Я не осуждаю людей, переживших те трудности, которые изо всех сил пытаюсь понять. Сама же выросла в семье, принадлежащей к верхушке среднего класса, была единственным ребенком штатного профессора и партнера юридической фирмы. Мои родители, черт возьми, позаботились о том, чтобы я понимала, какими привилегиями обладаю, будь то выходные на ферме или будние дни в благотворительной столовой.
Я представляла себе Катриону девочкой, которая выросла, сражаясь за объедки. Жертва обстоятельств, сделавшая то, что должна была, и «дослужилась» до горничной в процветающем доме, принадлежащем порядочному человеку. Мне может показаться, что это не так уж много, но то была викторианская история успеха.
Вот только все пошло совсем не так, правда? Катриона выросла не в бедности Старого города. Это не значит, что она не избежала ужасов другого рода, но у меня такое ощущение, что девушка не обрывочная часть истории успеха, а скорее безжалостная преступница.
Может быть, в ней есть что-то большее. Может, даже если это не так, я не могу полностью винить ее, учитывая ограничения, с которыми она сталкивается в этом мире. Но знаю одно: я не хочу быть ею.
Если я временно застряну здесь, то стану Катрионой версия два. Грей упомянул, что повреждение мозга может вызвать изменения личности. Я помню случай с Финеасом Гейджем из курса психологии. Парню пронзили голову железнодорожным шипом, и это полностью изменило его личность. Хотя думаю, что такого рода сдвиг происходит только при фактическом повреждении мозга, если Грей, как врач, не знает лучше, я должна воспользоваться всеми преимуществами.
Да, удар по голове изменил мою личность. Это, по-видимому, сделало меня лучше говорящей и более воспитанной, что было бы забавно для любого, кто меня знает. Может, я и из привилегированной семьи, но при этом всегда была, можно сказать, немного грубоватой, больше любила пиво и начос, джинсы и кроссовки, девчонка грубоватого типа.
По иронии судьбы, по сравнению с Катрионой я такая милая горничная, какой ее и ожидала увидеть. Однако могу внести коррективы, приближающие меня к настоящему себе. У Катрионы явно было преимущество, и, следовательно, у меня тоже. У нее был ум, позиция, и здоровая доза уверенности в себе. Поэтому мне не нужно так сильно обуздывать эту сторону себя.

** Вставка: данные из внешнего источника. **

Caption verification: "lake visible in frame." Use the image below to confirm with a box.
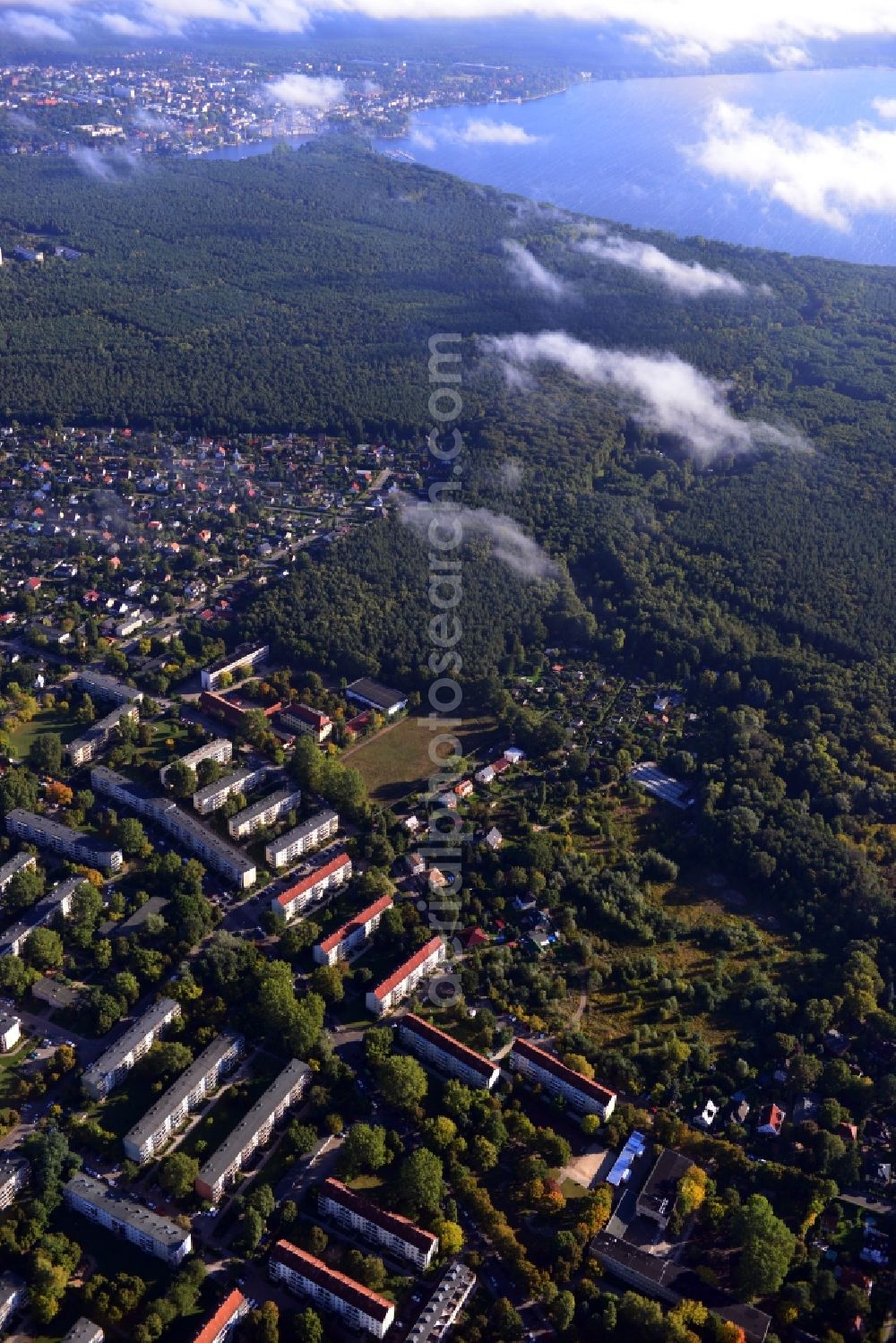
[377,70,896,264]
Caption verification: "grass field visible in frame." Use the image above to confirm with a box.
[342,714,497,805]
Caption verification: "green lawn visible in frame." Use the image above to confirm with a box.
[342,716,497,805]
[9,708,86,760]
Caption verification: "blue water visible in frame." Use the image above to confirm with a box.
[379,70,896,264]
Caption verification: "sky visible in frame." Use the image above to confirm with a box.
[0,0,896,60]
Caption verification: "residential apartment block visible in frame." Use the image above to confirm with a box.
[264,811,339,872]
[0,1157,30,1211]
[194,1288,253,1343]
[0,877,83,958]
[270,853,352,923]
[0,1273,28,1330]
[202,643,270,690]
[125,1031,243,1165]
[81,998,180,1100]
[65,703,140,768]
[511,1039,616,1119]
[62,1171,192,1264]
[398,1012,501,1090]
[6,807,125,872]
[159,737,234,788]
[314,896,392,966]
[194,764,270,816]
[0,851,38,896]
[317,1178,439,1272]
[196,1058,312,1203]
[280,703,333,744]
[366,937,444,1017]
[90,765,256,891]
[227,788,302,839]
[78,669,143,703]
[269,1241,395,1339]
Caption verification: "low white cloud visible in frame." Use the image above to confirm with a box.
[457,116,541,145]
[398,498,560,579]
[264,73,345,111]
[0,9,73,43]
[482,331,807,463]
[68,145,140,184]
[689,102,896,232]
[579,234,769,298]
[503,237,573,301]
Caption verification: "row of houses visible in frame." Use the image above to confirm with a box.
[81,998,180,1100]
[125,1030,245,1165]
[90,765,258,891]
[264,808,339,872]
[270,853,352,923]
[6,807,125,872]
[196,1058,312,1203]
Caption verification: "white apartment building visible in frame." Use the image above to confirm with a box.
[125,1031,243,1165]
[194,764,270,816]
[314,896,392,966]
[81,998,180,1100]
[65,703,140,768]
[62,1171,192,1264]
[270,853,352,923]
[202,643,270,690]
[0,853,38,896]
[196,1058,312,1203]
[6,807,125,872]
[269,1241,395,1339]
[264,811,339,872]
[511,1039,616,1119]
[398,1012,501,1090]
[194,1288,253,1343]
[227,788,302,839]
[366,936,444,1017]
[317,1178,439,1272]
[0,1157,30,1211]
[159,737,234,787]
[0,1273,28,1330]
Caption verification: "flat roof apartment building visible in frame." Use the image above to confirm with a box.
[269,1241,395,1339]
[0,1157,30,1211]
[194,764,270,816]
[314,896,392,966]
[125,1030,243,1165]
[511,1039,616,1119]
[264,810,339,872]
[159,737,234,787]
[0,853,38,894]
[65,703,140,768]
[280,703,333,745]
[90,765,256,891]
[6,807,125,872]
[270,853,352,923]
[366,937,444,1017]
[81,998,180,1100]
[194,1288,251,1343]
[78,669,143,703]
[317,1178,439,1272]
[196,1058,312,1203]
[202,643,270,690]
[62,1171,192,1264]
[227,788,302,839]
[398,1012,501,1090]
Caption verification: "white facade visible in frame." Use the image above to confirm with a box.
[366,937,444,1017]
[264,811,339,872]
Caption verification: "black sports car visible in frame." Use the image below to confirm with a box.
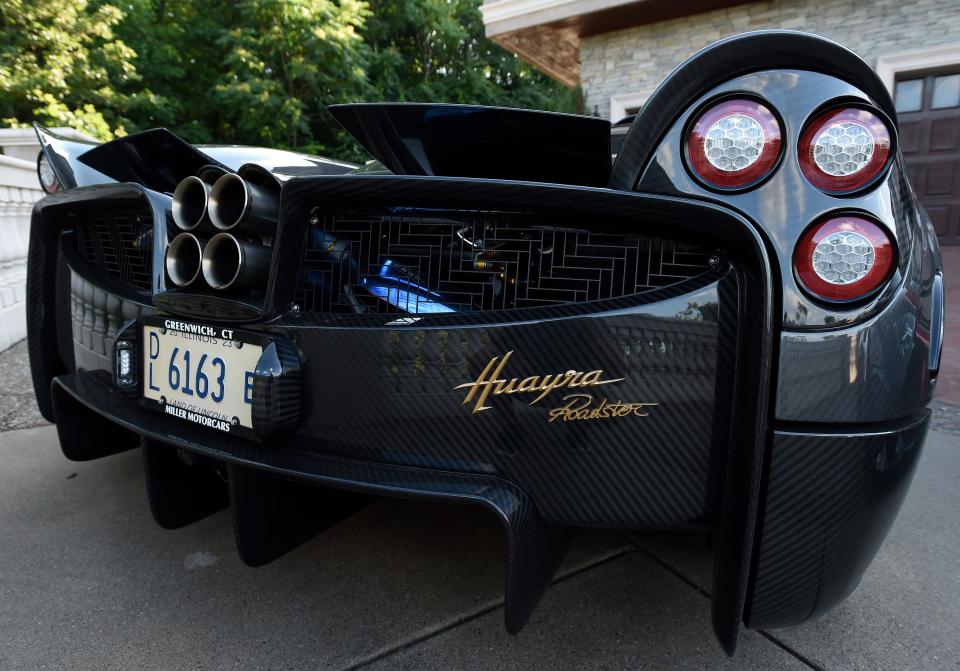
[28,31,943,653]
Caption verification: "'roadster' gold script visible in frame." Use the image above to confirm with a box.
[454,350,656,422]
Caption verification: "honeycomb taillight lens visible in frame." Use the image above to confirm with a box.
[797,107,890,193]
[687,99,781,189]
[793,215,895,302]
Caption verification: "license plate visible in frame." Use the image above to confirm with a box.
[141,319,263,431]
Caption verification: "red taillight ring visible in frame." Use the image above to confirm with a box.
[797,107,891,193]
[793,215,896,302]
[687,98,782,190]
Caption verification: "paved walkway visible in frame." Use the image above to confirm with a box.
[0,427,960,670]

Как Катриона версия два, хочу ли я воровать из кладовой? Нет. Или это прекрасное оправдание. Правда в том, что, когда стою в дверях кухни, прежнее отчаяние возвращается. Я думаю о своей квартире, где единственным вопросом был бы, есть ли в холодильнике что-нибудь, что хочу съесть. В детстве мне даже не приходилось красть печенье тайком. У моих родителей была полка с закусками, подходящими для детей, и я могла угощаться сама. На прилавке у Нэн были фрукты и вездесущая банка из-под печенья. Даже родители моего отца, какими бы строгими они ни были, покупали маленькие коробочки с изюмом и крекерами с животными для моих визитов задолго до того, как я перешагнула возраст для того и другого.
Доступ к еде. Это глупая вещь, которая прямо сейчас приобретает огромное значение. Символ того, что у меня было и с чем я сталкиваюсь. Жизнь, в которой, если пропущу ужин, то останусь голодной до завтрака. Жизнь, в которой у меня в кармане нет монет, чтобы выскользнуть и купить что-нибудь поесть. Жизнь, в которой мне не позволено просто «ускользнуть», и даже если бы я это сделала, то не уверена, где найти ужин и будут ли мне рады, как одинокой молодой женщине.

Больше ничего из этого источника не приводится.